Friday, June 09, 2006

Intel Tulsa/Truland Xeon MP profile

Intel announced today that it will pull Tulsa's 4Q06 launch into 3Q06. Tulsa, Intel's codename for:

  • 435mm2 die size
  • 1.328B transistors
  • Dual Core, 4 threads
  • 2 x 1MB L2, 16MB shared L3 cache
  • 1.25V / 150W TDP
  • 667/800MHz 3-load FSB

  • Imagine a DELL PowerEdge 6850 with 4 such suckers. 600 watt typical heat from the processors alone. Total 8 cores, 16 threads, sharing 667/800 MHZ bus. Each core gets an average of less than 100MHZ FSB bandwidth, each thread gets less than 50MHZ bus bandwidth, or 0.4GB/s, less than that of a 80486.

    You interested in this big piece of silicon? It's dirt cheap.

    But be prepared to pay 600 * 24 /1000 *365 * 0.18 = $946 a year for electricity.
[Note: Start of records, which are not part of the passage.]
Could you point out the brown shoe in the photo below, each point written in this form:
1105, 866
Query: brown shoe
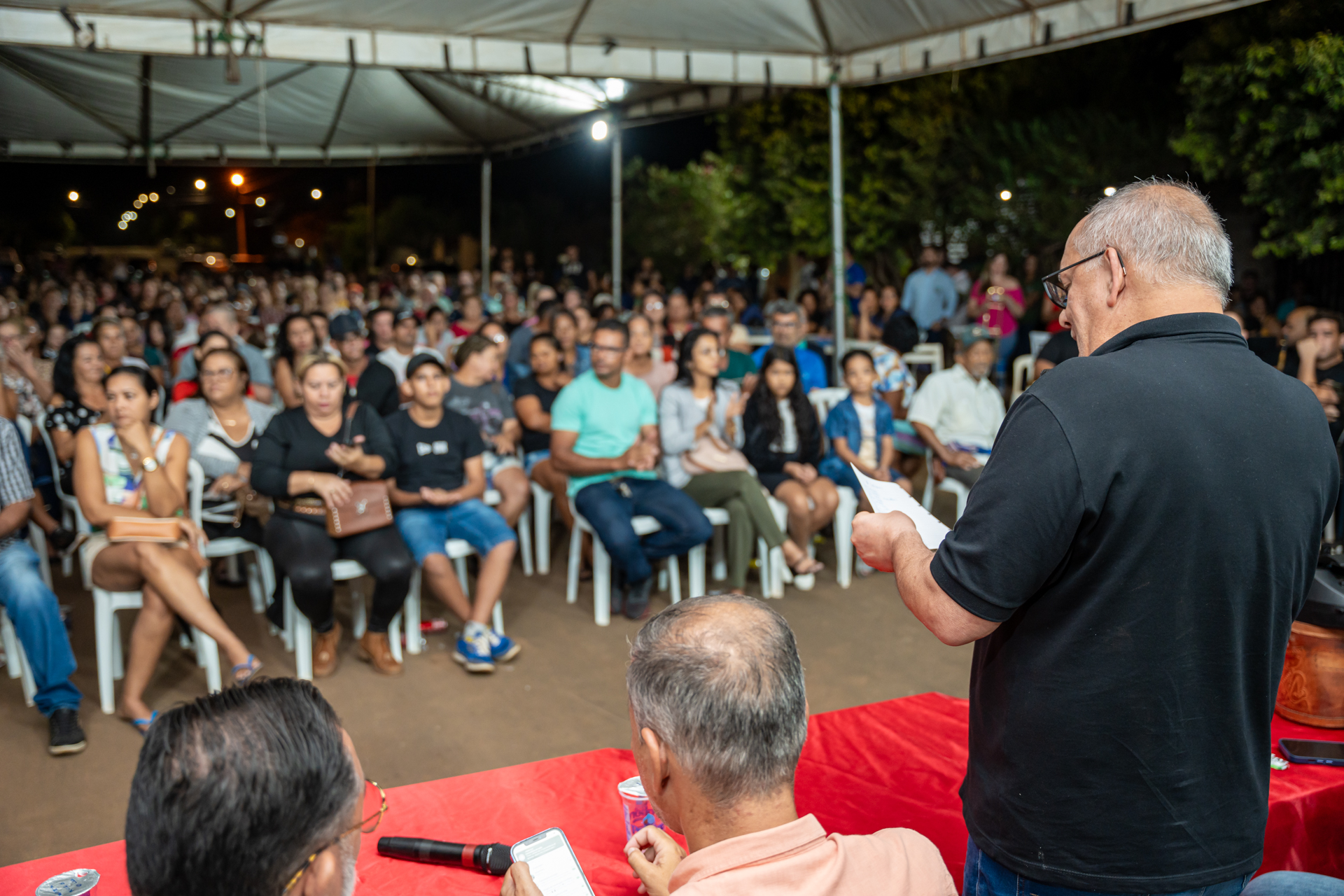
326, 645
374, 648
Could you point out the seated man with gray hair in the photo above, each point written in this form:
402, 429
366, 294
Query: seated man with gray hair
718, 718
252, 790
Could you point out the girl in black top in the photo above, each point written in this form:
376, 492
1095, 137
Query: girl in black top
784, 445
298, 464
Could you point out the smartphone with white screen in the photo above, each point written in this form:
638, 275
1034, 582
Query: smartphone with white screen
553, 864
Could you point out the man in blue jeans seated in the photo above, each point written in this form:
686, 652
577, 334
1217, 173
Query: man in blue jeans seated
31, 606
437, 486
605, 438
860, 431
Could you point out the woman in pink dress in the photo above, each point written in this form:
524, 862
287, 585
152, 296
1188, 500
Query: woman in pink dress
996, 302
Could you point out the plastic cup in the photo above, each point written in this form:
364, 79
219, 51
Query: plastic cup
636, 808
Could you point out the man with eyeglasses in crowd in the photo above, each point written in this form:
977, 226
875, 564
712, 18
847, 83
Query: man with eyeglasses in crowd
1128, 567
787, 330
252, 790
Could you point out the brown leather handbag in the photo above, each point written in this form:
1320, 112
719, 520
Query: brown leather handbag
369, 507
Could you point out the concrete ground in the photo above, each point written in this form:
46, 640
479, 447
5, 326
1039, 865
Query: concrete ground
564, 694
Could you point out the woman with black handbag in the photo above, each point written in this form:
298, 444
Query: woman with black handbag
324, 466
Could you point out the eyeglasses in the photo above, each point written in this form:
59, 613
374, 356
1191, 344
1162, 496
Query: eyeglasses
366, 827
1059, 293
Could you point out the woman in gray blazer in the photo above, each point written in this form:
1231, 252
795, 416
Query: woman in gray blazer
223, 428
699, 405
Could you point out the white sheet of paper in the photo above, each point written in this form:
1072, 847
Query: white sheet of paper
886, 498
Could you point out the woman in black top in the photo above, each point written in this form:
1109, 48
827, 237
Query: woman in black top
784, 445
298, 464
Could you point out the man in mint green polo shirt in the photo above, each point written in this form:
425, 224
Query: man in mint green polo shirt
605, 438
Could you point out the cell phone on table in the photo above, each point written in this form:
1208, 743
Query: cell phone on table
554, 867
1322, 752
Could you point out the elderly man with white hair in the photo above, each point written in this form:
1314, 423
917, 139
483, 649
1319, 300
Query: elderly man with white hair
718, 718
1128, 567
No, double that for cooling cost. If Google used Tulsa, it would need 30 mega watt of power.

    9 Comments:

    Blogger "Mad Mod" Mike said...

    I need one of those for the harsh winters in Alaska.
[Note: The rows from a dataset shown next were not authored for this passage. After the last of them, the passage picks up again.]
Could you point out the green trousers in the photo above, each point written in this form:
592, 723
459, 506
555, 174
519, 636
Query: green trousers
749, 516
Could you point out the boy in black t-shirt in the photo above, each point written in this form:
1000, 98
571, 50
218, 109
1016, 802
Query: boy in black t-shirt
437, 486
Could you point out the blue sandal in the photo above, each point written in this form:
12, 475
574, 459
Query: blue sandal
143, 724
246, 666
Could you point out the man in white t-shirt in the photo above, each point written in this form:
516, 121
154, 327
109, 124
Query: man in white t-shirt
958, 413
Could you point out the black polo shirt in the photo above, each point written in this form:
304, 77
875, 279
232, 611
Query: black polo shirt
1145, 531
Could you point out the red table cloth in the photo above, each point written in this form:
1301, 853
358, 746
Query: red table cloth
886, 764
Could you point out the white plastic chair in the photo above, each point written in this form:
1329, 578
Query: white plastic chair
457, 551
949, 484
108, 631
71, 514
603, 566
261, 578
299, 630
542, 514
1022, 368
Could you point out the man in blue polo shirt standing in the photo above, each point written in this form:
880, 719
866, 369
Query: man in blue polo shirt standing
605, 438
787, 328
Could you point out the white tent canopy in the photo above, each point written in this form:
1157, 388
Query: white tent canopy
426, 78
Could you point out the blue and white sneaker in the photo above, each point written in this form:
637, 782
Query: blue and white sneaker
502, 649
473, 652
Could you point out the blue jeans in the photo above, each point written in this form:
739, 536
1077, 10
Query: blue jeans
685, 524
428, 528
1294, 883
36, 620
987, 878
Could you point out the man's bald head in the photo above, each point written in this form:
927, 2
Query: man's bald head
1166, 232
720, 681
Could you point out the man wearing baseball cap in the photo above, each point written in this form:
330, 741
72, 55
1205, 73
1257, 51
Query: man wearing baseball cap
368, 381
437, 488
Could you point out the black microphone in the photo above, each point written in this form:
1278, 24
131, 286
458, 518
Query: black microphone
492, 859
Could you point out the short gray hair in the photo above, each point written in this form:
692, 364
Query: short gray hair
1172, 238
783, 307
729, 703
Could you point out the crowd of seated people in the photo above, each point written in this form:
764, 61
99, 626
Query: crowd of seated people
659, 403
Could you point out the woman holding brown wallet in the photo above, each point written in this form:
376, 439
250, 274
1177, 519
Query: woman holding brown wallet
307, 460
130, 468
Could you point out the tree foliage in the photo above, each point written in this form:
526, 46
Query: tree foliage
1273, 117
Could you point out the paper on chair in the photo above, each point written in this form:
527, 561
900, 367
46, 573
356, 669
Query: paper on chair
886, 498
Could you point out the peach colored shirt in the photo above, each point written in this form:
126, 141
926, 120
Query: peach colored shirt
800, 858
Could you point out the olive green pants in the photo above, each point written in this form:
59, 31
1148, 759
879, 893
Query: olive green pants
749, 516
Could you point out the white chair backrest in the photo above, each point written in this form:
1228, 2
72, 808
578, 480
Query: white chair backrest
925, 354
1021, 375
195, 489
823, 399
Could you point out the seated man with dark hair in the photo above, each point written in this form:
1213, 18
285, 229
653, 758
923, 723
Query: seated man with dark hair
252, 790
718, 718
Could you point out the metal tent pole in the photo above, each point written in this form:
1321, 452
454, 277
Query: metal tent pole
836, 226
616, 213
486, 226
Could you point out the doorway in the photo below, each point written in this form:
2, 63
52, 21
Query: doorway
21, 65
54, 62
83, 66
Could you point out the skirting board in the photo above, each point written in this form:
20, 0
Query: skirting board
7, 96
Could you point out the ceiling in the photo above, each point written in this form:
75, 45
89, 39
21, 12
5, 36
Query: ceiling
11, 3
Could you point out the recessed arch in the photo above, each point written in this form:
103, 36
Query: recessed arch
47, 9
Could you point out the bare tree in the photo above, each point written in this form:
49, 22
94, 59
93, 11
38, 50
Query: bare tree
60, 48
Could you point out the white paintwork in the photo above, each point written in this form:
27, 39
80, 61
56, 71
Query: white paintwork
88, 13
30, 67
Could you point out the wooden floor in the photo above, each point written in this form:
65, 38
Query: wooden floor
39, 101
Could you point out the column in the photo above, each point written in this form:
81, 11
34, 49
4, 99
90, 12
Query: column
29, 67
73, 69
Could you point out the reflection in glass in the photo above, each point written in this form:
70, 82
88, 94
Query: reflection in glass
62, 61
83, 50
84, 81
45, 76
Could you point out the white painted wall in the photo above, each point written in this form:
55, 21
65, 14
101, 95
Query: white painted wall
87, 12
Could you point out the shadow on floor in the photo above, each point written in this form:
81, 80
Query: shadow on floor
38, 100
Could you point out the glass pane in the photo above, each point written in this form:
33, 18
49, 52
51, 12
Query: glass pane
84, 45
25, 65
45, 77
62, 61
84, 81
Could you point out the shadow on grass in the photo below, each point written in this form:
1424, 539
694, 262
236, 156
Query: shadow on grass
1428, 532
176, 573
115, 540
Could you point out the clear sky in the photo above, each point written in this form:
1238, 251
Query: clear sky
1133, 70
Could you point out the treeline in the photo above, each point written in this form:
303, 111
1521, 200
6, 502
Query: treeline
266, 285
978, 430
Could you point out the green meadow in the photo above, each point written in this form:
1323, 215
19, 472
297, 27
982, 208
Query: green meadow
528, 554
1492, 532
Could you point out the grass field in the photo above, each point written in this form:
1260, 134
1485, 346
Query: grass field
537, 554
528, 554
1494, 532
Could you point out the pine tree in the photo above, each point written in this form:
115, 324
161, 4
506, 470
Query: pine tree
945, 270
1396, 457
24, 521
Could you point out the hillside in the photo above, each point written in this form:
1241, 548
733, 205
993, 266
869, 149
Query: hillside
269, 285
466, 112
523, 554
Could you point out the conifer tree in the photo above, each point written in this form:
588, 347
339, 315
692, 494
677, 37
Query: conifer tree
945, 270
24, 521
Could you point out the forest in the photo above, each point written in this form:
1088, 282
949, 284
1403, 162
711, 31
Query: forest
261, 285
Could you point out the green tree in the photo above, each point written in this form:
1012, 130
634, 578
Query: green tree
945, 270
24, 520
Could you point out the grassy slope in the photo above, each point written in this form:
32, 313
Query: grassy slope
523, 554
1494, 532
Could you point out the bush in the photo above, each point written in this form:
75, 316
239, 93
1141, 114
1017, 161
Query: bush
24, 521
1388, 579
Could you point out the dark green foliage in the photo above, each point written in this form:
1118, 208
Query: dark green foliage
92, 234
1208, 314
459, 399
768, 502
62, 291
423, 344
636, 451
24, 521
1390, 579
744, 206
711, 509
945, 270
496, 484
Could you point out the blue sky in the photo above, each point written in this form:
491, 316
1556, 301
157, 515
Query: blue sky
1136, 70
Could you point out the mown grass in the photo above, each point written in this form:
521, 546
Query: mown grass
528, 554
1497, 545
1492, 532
    5:59 PM, June 09, 2006  
    Blogger "Mad Mod" Mike said...

    I have a question about Tulsa, it has 16MB of Shared L3 Cache and 1MB L2 Cache per core, but how do the cores communicate? Do they use the same as Core 2 Duo or do they use the FSB?

    I would also assume this has 2 FSB'S, but if it doesn't, than this is just disgusting. 150w TDP = Bye Bye Intel in Blades.

    7:01 PM, June 09, 2006  
    Anonymous Anonymous said...

    Why 3rd quarter and not now?

    7:28 PM, June 09, 2006  
    Blogger "Mad Mod" Mike said...

    "Why 3rd quarter and not now?" - '16MB Shared L3 Cache'

    Dare I say....yields? o.O

    7:52 PM, June 09, 2006  
    Anonymous Anonymous said...

    It should be interesting to see what the 16MB Shared L3 does for performance.

    9:14 PM, June 09, 2006  
    Anonymous Anonymous said...

    tulsa seems still netburst based, what do you expect?

    2:56 AM, June 10, 2006  
    Anonymous Anonymous said...

    With 16MB of L3 cache I really don't see how this product can be produced with any reasonable yields!

    How do they do it? How does Intel produce all of these (large) prcessors with only 3 65nm FABS?

    And you say its "dirt cheap"!

    More of these babys will be sold in homes then sold as low-end servers.

    They should perform reasonably though with 16MB of cache.

    9:06 AM, June 10, 2006  
    Anonymous Anonymous said...

    First of all, a Tulsa system would generally be 4 sockets over 2 FSBs in other words 8 cores over 2 800MHz FSBs. Therefore, it's very clear that each core would have 200MHz of bandwidth available, not 100MHz as you exagerrate. Also, more bandwidth is actually available than previous from Paxville MP since the shared L3 cache means that you only have to deal with cache coherency for 4 cores not 8. Since coherency traffic increases proportion to the square of the number of cores, this is a very significant reduction.

    Now you may complain about cache trashing, but it has yet to be proven to happen on the Core architecture. Certainly if it has similar dynamiz allocation logic as Core to prevent a single core from monopolizing space unfairly thrashing is unlikely. I don't really see a single core being able to take up the whole 16MB L3 cache anyways. Even if it were to happen, the second core still has it's 1MB L2 cache which is as big as Opteron's. If AMD is used separate L2 caches and intelligent L3 cache logic as their justification for avoiding cache trashing, I don't see how this wouldn't apply to Tulsa. Unless AMD's reasoning is flawed.

    8:53 PM, June 10, 2006  
    Anonymous Anonymous said...

    Intel is not going to produce it for money, they, as usual, try to start the production just to say "we are the first who developped 4-cores chip".